By Ian Thomas
In years past, finding more than a couple thousand Stony Brook students who even know the names of more than one player on the basketball team was probably an exercise in futility. But this wasn’t a normal year, and as that number of fans packed a raucous a Stony Brook University Arena on March 18, things seemed to be different for once.
And even hundreds more were turned away for the program’s first postseason game in Division I, something that seemed nearly impossible just five years ago when coach Steve Pikiell headed a group that finished with a 4-24 record.
But by Pikiell installing a base of hard-working players and a never-say-die mentality that started to spread even outside the locker room, a victory here versus the number one seed Illinois Fighting Illini didn’t even seem too unrealistic.
Illinois certainly had the history, the Big Ten pedigree and NCAA Tournament aspirations that led the school to schedule Cirque du Soleil at their home stadium for the weekend, forcing the NIT first round game to be played at Stony Brook instead, but it was unclear if they had the same hunger as Stony Brook.

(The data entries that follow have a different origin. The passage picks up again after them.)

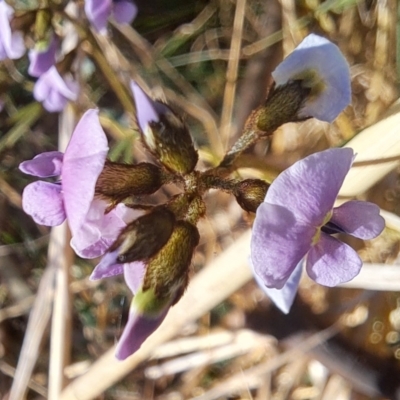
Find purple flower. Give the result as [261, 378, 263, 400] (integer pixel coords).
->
[28, 34, 59, 78]
[251, 148, 385, 296]
[85, 0, 138, 33]
[115, 262, 171, 360]
[272, 34, 351, 122]
[33, 65, 79, 112]
[90, 249, 173, 360]
[90, 242, 175, 360]
[71, 199, 143, 260]
[19, 110, 108, 235]
[0, 0, 25, 60]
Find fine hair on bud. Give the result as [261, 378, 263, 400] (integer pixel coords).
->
[254, 80, 311, 134]
[143, 221, 200, 302]
[235, 179, 270, 212]
[142, 110, 198, 174]
[109, 206, 175, 264]
[96, 160, 163, 203]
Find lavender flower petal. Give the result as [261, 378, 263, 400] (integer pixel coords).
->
[89, 249, 124, 281]
[272, 34, 351, 122]
[306, 233, 362, 287]
[115, 307, 168, 360]
[265, 148, 353, 227]
[85, 0, 113, 33]
[253, 261, 303, 314]
[331, 200, 385, 240]
[62, 110, 108, 235]
[19, 151, 64, 178]
[22, 181, 66, 226]
[251, 203, 316, 289]
[113, 0, 138, 24]
[71, 199, 143, 258]
[124, 261, 146, 294]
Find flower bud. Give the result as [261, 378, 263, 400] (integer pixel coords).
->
[96, 160, 163, 203]
[142, 220, 200, 304]
[34, 8, 53, 41]
[109, 207, 175, 264]
[131, 82, 198, 174]
[235, 179, 270, 212]
[249, 80, 310, 135]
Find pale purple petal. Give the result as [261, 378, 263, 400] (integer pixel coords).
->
[22, 181, 66, 226]
[131, 81, 169, 133]
[85, 0, 113, 33]
[252, 261, 303, 314]
[331, 200, 385, 240]
[113, 0, 138, 24]
[115, 307, 168, 360]
[0, 1, 25, 60]
[265, 148, 353, 227]
[251, 203, 316, 289]
[124, 261, 146, 294]
[62, 110, 108, 235]
[306, 232, 362, 287]
[89, 249, 124, 281]
[272, 34, 351, 122]
[71, 199, 144, 258]
[19, 151, 64, 178]
[28, 34, 59, 78]
[33, 65, 79, 112]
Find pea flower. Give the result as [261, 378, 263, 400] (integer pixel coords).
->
[0, 0, 25, 60]
[272, 34, 351, 122]
[19, 110, 111, 245]
[33, 65, 79, 112]
[85, 0, 138, 33]
[131, 81, 198, 174]
[28, 34, 59, 78]
[90, 245, 173, 360]
[251, 148, 385, 304]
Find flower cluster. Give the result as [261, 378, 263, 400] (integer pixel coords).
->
[20, 32, 384, 359]
[0, 0, 138, 112]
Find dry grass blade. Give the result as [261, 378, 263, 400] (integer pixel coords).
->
[152, 331, 250, 359]
[48, 107, 75, 399]
[220, 0, 246, 148]
[191, 325, 338, 400]
[60, 231, 252, 400]
[49, 223, 73, 399]
[340, 101, 400, 197]
[0, 361, 47, 398]
[145, 330, 266, 379]
[341, 264, 400, 292]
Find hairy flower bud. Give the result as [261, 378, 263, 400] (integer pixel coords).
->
[109, 207, 175, 264]
[142, 221, 200, 304]
[235, 179, 270, 212]
[250, 80, 310, 134]
[96, 160, 163, 203]
[131, 82, 198, 174]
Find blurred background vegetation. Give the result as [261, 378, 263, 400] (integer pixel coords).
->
[0, 0, 400, 400]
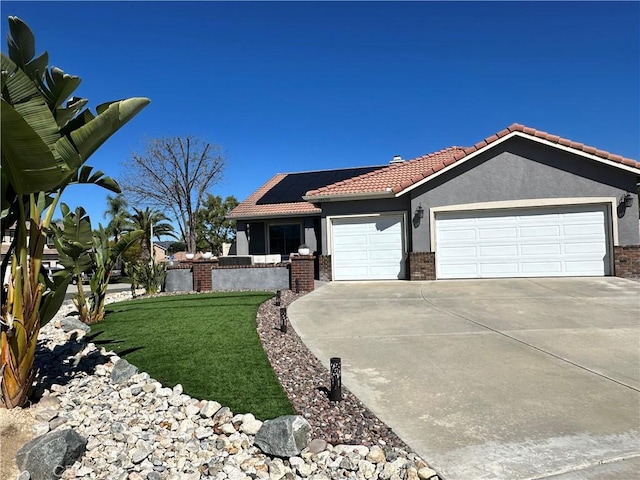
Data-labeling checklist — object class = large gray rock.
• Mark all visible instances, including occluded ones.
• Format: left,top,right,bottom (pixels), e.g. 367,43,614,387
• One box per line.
16,428,87,480
253,415,311,457
60,317,91,333
111,358,138,383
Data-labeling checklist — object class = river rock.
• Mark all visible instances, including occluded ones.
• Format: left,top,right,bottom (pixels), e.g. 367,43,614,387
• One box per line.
254,415,311,457
16,428,87,480
111,358,138,383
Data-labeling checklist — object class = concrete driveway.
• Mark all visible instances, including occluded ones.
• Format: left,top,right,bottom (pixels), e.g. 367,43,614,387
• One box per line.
288,277,640,480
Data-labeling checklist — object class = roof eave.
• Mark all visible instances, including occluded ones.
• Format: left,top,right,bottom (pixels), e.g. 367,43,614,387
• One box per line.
392,131,640,198
225,209,322,220
302,188,395,203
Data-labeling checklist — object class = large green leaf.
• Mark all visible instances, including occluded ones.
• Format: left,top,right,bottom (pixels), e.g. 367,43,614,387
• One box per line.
54,97,88,128
23,52,49,80
70,97,151,160
111,230,144,263
0,100,68,195
0,54,60,150
45,67,81,111
69,165,121,193
7,16,36,68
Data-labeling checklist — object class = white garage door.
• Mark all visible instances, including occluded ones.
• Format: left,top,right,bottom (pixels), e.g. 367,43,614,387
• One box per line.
436,205,610,278
331,215,404,280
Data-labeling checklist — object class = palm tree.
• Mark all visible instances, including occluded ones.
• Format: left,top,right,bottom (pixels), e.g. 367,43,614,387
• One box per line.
123,207,177,264
0,17,149,408
104,194,129,243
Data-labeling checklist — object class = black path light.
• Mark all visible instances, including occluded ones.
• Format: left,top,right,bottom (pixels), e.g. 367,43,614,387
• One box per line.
329,357,342,402
280,307,287,333
276,290,282,307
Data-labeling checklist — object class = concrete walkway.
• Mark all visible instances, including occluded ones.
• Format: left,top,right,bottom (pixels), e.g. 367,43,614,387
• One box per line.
288,277,640,480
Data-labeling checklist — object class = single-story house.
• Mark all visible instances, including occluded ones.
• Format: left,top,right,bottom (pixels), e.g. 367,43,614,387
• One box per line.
228,124,640,280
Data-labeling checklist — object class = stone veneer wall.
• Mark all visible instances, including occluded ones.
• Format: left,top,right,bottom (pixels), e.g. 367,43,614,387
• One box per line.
168,255,315,292
318,255,333,282
289,255,315,292
408,252,436,280
613,245,640,278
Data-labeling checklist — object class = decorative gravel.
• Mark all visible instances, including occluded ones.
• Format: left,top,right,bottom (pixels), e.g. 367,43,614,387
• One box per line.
257,290,410,451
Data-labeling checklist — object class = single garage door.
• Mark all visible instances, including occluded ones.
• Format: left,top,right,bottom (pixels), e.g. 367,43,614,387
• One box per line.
331,215,404,280
436,205,610,278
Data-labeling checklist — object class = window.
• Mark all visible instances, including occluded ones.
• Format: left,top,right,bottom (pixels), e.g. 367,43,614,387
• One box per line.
269,223,302,255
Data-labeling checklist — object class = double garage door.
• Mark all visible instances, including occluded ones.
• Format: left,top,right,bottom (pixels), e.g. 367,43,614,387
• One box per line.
331,215,405,280
436,205,611,279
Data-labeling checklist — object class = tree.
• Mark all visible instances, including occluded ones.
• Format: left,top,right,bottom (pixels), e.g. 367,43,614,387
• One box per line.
196,193,238,256
104,194,129,242
121,136,225,252
125,207,175,263
167,241,187,255
52,203,142,324
0,17,149,408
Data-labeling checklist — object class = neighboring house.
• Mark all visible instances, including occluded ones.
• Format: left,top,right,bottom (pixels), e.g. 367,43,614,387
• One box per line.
1,224,62,281
153,242,168,262
229,124,640,280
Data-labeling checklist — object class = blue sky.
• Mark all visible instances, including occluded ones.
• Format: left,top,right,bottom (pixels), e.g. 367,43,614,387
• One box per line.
1,1,640,232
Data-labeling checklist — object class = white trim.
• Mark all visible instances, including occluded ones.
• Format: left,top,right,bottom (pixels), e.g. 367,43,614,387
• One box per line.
429,197,619,248
392,131,640,200
326,210,409,278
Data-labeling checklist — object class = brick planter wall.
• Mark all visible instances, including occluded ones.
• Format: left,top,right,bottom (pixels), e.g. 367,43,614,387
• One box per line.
613,245,640,278
318,255,333,282
408,252,436,280
290,255,315,292
192,259,218,292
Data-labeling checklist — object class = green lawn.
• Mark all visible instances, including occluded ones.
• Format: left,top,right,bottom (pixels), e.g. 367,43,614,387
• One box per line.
90,292,294,420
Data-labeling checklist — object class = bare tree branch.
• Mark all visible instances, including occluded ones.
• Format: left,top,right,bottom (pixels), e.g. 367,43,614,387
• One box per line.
120,135,226,252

The Seawolves came out fired up, scoring the first seven points and trading the lead back and forth with the Fighting Illini for most of the first half, where they trailed by just two points when the buzzer rang.
Keying off of turnovers and putting up points in the paint despite lacking an obvious counter to the height of the Illinois frontcourt, Stony Brook kept up the pace and hoped to match that tempo after halftime.

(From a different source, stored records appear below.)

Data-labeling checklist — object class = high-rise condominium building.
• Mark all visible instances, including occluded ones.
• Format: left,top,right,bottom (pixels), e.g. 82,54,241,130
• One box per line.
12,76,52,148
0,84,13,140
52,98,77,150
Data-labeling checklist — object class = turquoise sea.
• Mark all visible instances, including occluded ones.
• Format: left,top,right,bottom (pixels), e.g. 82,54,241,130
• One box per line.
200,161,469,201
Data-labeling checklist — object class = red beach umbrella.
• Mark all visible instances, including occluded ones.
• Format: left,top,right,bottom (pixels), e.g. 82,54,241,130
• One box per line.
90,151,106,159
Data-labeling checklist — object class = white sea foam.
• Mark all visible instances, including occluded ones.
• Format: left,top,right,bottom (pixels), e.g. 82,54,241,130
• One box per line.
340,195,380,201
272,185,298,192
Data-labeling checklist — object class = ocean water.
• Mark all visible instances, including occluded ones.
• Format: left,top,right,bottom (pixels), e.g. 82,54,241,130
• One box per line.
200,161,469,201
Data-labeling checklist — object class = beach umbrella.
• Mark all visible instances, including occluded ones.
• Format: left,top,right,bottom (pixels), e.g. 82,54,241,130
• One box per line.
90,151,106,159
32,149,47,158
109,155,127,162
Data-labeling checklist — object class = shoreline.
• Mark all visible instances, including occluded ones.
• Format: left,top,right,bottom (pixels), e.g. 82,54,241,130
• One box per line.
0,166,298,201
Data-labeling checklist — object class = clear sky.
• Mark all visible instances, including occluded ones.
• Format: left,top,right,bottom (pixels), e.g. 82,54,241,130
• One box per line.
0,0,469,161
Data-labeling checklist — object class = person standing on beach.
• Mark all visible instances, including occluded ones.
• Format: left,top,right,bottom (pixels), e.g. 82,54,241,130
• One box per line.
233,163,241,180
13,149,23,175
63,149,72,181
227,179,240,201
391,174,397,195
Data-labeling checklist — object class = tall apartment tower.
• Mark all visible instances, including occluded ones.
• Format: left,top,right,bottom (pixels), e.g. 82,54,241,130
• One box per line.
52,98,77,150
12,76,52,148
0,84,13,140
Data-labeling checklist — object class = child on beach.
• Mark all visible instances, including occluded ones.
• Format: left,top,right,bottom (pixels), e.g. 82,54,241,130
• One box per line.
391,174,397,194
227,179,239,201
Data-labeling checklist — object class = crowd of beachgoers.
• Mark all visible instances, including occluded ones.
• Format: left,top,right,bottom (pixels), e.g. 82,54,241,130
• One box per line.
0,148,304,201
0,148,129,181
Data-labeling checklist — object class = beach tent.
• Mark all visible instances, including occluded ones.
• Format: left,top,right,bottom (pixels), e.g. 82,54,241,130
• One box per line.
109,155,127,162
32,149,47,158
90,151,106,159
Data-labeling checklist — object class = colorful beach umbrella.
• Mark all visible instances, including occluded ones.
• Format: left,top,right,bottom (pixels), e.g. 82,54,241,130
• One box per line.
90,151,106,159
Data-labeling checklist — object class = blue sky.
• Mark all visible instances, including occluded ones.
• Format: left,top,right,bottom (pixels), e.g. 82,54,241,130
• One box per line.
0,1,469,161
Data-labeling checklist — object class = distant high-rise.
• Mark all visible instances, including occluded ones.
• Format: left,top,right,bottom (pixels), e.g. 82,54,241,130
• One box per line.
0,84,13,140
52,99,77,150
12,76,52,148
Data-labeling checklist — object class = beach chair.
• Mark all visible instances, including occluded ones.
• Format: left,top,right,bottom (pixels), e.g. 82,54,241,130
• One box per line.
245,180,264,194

But whether it was the size difference, or just the wear and tear of facing a much deeper and physical team than is typically found in the America East, the Seawolves started to fade as the second half began. The Fighting Illini opened with a 17-7 run, and despite a number of impressive plays by Chris Martin and Brian Dougher, the Seawolves couldn’t keep up.

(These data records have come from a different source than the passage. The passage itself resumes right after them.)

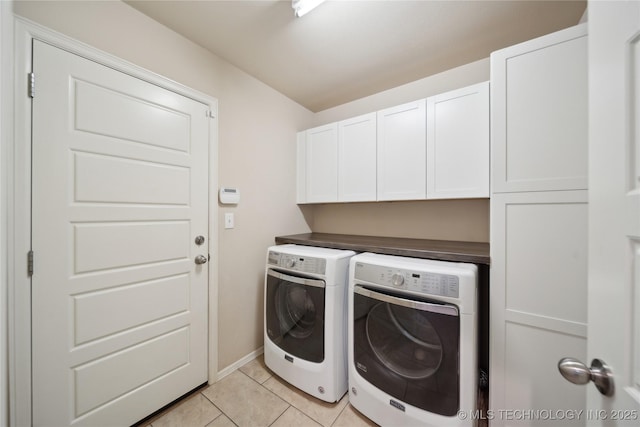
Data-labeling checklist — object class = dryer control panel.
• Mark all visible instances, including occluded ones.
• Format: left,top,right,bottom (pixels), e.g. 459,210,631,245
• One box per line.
354,262,460,298
267,251,327,275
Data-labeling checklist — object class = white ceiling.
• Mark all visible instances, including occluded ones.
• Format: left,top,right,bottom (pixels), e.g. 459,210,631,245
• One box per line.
125,0,586,112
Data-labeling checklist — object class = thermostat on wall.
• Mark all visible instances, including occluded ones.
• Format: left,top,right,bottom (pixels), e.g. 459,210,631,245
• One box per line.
220,187,240,205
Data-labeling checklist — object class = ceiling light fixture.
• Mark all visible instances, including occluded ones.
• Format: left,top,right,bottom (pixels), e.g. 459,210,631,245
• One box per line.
291,0,324,18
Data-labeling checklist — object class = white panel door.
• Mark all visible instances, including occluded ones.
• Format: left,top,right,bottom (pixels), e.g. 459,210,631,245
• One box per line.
584,1,640,426
427,82,489,199
378,99,427,200
338,113,377,202
32,41,209,426
491,25,587,193
305,123,338,203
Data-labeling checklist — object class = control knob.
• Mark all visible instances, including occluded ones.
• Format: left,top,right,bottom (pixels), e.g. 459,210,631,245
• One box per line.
391,273,404,288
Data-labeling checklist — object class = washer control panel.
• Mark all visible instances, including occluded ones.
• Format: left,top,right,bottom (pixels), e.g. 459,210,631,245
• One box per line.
354,262,460,298
267,251,327,275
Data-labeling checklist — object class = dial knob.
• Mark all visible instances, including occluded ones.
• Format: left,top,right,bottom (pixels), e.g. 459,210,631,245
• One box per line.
391,273,404,287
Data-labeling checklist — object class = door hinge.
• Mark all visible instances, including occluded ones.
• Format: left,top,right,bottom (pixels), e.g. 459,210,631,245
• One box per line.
27,251,33,277
28,73,36,98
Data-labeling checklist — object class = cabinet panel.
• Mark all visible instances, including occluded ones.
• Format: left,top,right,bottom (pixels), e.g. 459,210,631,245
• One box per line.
491,24,588,192
427,82,489,199
296,132,307,203
378,99,427,200
338,113,377,202
305,123,338,203
489,190,588,426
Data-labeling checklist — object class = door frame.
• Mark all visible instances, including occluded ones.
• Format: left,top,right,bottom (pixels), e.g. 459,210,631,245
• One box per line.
5,15,218,426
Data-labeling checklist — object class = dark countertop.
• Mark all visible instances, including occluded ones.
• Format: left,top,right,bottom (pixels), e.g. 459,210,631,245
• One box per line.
276,233,491,265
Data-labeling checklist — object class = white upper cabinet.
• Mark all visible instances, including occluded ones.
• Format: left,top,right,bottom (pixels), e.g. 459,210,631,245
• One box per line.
296,131,307,204
427,82,490,199
338,113,376,202
491,25,587,193
377,99,427,200
304,123,338,203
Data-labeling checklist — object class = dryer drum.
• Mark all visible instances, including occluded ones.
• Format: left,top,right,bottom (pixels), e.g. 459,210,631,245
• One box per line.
366,302,444,380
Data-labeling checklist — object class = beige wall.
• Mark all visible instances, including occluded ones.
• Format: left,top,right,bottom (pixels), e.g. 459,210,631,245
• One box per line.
15,1,489,378
15,1,313,370
308,58,489,242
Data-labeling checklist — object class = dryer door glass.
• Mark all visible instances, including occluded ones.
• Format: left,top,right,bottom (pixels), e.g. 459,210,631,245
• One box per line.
352,286,460,416
265,269,325,363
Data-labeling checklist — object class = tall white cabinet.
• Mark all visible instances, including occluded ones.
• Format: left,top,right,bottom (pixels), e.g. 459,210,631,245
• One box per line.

As Illinois continued to clean up on the boards as Stony Brook searched for that big three point play that had carried the team through its school record 22 wins this year, the eventual writing was written on the wall. As the clock wound down, the Fighting Illini just stayed afloat, and finished with an eventual 76-66 victory.
However, not one of those four thousand fans likely left in disappointment, as the excitement on the court was nearly palpable.
“We can pretty much compete with anyone in the country,” said Dougher following the game. “We will miss the leadership of our seniors here, but the future is bright here.”
And that future will be tested next year, as expectations are sure to be higher than ever.
“This isn’t a lacrosse town anymore,” said Pikiell in the post-game press conference. “We’re trying to make it a basketball town.”
For that night, it certainly was, and if Pikiell has his way, there will be many more as the calendar turns to next fall.